To comply with federal antitrust statutes, God will be required to divide Himself into a pantheon of specialized gods, each representing a force of nature or a specific human custom, occupation, or state of mind.
"There will most likely be a sun god, a moon god, sea god, and rain god," said religion-industry watcher Catherine Bailey. "Then there will be some second-tier deities, like a god of wine, a goddess of the harvest, and perhaps a few who symbolize human love and/or blacksmithing."
Leading theologians are applauding the God breakup, saying that it will usher in a new era of greater worshipping options, increased efficiency, and more personalized service.
"God's prayer-response system has been plagued by massive, chronic backlogs, and many prayers have gone unanswered in the process," said Gene Suozzi, a Phoenix-area Wiccan. "With polytheism, you pray to the deity specifically devoted to your concern. If you wish to have children, you pray to the fertility goddess. If you want to do well on an exam, you pray to the god of wisdom, and so on. This decentralization will result in more individualized service and swifter response times."
Other religious experts are not so confident that the breakup is for the best, pointing to the chaotic nature of polytheistic worship and noting that multiple gods demand an elaborate regimen of devotion that today's average worshipper may find arduous and inconvenient.
"If people want a world in which they must lay burnt offerings before an earthenware household god to ensure that their car will start on a cold winter morning, I suppose they can have it," said Father Thomas Reinholdt, theology professor at Chicago's Loyola University. "What's more, lesser deities are infamous for their mercurial nature. They often meddle directly in diplomatic affairs, abduct comely young mortal women for their concubines, and are not above demanding an infant or two for sacrifice. Monotheism, for all its faults, at least means convenience, stability, and a consistent moral code."
One deity who is welcoming the verdict is the ancient Greek god Zeus, who described himself as "jubilant" and "absolutely vindicated."

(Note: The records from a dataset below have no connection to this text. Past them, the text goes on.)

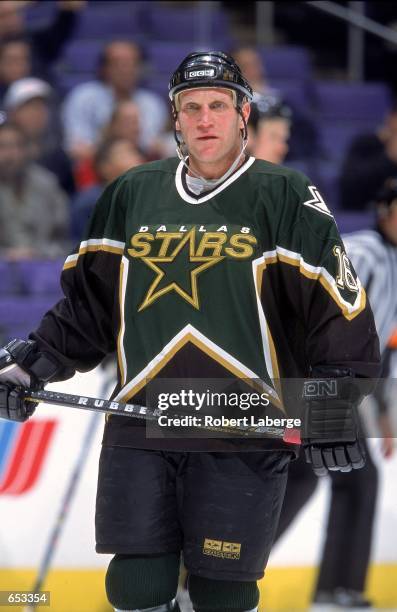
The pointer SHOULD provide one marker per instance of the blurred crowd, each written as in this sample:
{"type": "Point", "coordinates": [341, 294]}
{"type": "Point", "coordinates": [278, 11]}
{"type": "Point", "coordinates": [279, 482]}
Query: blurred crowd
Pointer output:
{"type": "Point", "coordinates": [58, 151]}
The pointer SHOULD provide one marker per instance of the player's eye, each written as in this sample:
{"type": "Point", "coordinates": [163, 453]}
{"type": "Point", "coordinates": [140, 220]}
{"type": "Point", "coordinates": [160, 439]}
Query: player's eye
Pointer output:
{"type": "Point", "coordinates": [191, 107]}
{"type": "Point", "coordinates": [218, 106]}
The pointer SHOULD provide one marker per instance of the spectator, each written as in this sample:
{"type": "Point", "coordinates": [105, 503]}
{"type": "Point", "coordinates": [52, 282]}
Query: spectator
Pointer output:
{"type": "Point", "coordinates": [269, 130]}
{"type": "Point", "coordinates": [304, 141]}
{"type": "Point", "coordinates": [89, 106]}
{"type": "Point", "coordinates": [46, 42]}
{"type": "Point", "coordinates": [28, 104]}
{"type": "Point", "coordinates": [113, 157]}
{"type": "Point", "coordinates": [371, 159]}
{"type": "Point", "coordinates": [124, 123]}
{"type": "Point", "coordinates": [15, 62]}
{"type": "Point", "coordinates": [33, 209]}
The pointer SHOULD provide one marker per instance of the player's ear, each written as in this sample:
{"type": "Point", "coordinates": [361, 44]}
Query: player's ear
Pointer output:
{"type": "Point", "coordinates": [246, 110]}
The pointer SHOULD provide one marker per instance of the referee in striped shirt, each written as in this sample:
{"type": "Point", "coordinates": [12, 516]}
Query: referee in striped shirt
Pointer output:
{"type": "Point", "coordinates": [347, 547]}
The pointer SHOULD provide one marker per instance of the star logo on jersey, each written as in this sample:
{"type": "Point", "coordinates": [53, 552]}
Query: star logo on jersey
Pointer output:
{"type": "Point", "coordinates": [179, 272]}
{"type": "Point", "coordinates": [317, 201]}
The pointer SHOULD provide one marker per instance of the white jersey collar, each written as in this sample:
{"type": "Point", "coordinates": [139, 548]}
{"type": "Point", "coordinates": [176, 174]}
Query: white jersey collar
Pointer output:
{"type": "Point", "coordinates": [207, 196]}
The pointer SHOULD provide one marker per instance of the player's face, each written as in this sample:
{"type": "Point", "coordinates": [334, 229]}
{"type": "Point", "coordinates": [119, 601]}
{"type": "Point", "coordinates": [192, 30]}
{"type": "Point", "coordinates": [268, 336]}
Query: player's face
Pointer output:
{"type": "Point", "coordinates": [210, 127]}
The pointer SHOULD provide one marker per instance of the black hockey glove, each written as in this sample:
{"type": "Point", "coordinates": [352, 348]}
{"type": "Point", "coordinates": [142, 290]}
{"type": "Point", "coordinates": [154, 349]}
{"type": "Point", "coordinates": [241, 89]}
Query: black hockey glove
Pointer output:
{"type": "Point", "coordinates": [331, 428]}
{"type": "Point", "coordinates": [22, 365]}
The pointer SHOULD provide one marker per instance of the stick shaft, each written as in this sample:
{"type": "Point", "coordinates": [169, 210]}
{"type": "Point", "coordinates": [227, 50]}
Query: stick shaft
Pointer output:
{"type": "Point", "coordinates": [137, 411]}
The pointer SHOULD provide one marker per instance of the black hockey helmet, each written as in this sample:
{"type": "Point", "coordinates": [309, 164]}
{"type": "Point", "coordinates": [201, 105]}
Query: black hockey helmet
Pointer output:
{"type": "Point", "coordinates": [209, 69]}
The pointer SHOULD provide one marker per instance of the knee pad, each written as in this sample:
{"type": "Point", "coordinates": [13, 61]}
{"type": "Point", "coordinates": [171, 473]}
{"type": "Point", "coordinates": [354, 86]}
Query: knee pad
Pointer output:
{"type": "Point", "coordinates": [139, 582]}
{"type": "Point", "coordinates": [222, 595]}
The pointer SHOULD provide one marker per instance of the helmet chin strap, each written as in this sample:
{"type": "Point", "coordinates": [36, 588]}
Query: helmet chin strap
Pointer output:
{"type": "Point", "coordinates": [213, 182]}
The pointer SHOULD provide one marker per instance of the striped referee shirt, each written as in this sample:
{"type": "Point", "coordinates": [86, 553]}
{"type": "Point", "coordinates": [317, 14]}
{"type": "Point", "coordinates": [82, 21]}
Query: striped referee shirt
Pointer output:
{"type": "Point", "coordinates": [375, 261]}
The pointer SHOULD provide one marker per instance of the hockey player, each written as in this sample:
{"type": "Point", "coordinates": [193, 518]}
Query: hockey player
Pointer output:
{"type": "Point", "coordinates": [211, 266]}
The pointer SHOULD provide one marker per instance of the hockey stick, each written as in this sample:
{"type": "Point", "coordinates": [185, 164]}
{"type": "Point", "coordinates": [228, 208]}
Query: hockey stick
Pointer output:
{"type": "Point", "coordinates": [142, 412]}
{"type": "Point", "coordinates": [68, 497]}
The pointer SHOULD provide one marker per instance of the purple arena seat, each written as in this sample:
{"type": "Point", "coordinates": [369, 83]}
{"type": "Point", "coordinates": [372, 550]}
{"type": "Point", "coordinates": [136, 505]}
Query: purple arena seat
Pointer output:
{"type": "Point", "coordinates": [289, 62]}
{"type": "Point", "coordinates": [187, 25]}
{"type": "Point", "coordinates": [8, 283]}
{"type": "Point", "coordinates": [41, 277]}
{"type": "Point", "coordinates": [294, 92]}
{"type": "Point", "coordinates": [337, 136]}
{"type": "Point", "coordinates": [111, 20]}
{"type": "Point", "coordinates": [81, 56]}
{"type": "Point", "coordinates": [354, 101]}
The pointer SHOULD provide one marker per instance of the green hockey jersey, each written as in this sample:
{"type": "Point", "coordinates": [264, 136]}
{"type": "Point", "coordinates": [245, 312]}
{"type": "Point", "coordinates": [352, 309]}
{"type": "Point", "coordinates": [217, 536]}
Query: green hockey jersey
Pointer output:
{"type": "Point", "coordinates": [250, 281]}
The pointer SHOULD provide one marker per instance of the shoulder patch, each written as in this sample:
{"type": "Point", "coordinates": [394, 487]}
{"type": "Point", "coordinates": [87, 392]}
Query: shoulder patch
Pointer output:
{"type": "Point", "coordinates": [317, 201]}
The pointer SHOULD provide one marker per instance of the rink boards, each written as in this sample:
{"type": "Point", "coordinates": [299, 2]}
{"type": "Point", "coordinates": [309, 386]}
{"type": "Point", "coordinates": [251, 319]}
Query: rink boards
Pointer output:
{"type": "Point", "coordinates": [36, 461]}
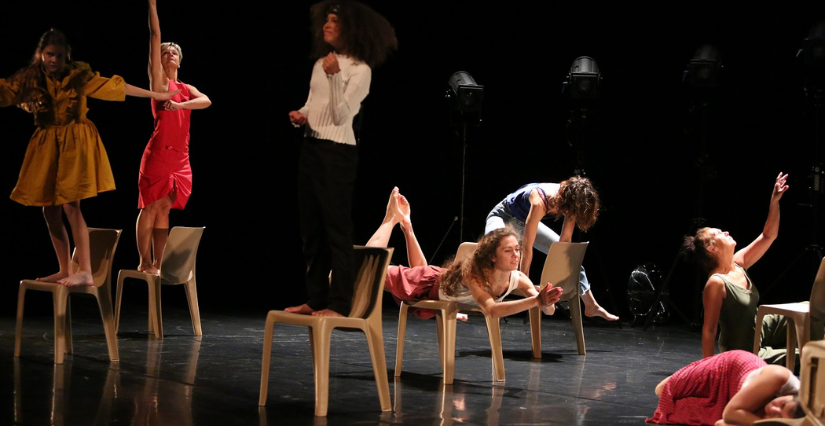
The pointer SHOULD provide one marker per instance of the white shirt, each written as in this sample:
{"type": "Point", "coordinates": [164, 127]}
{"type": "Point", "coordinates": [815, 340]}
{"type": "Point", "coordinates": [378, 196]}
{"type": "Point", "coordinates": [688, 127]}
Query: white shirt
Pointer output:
{"type": "Point", "coordinates": [335, 99]}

"For thousands of years, I've been screaming that this third-rate sky deity ripped me off wholesale," said Zeus, speaking from his Mt. Olympus residence. "Every good idea He ever had He took from me: Who first created men in his own image? Who punished mankind for its sins? Who lived eternally up in the clouds? And the whole fearsome, patriarchal, white-beard, thunderbolt thing? I was doing that eons before this two-bit hustler started horning in on the action."
Lawyers for God say they plan to appeal Schofield's ruling and are prepared to go all the way to the Supreme Court if necessary.
"This decision is a crushing blow to God worshippers everywhere, and we refuse to submit to a breakup until every possible avenue of argument is pursued," Childers said. "I have every confidence that God will ultimately win, as He and His lawyers are all-powerful."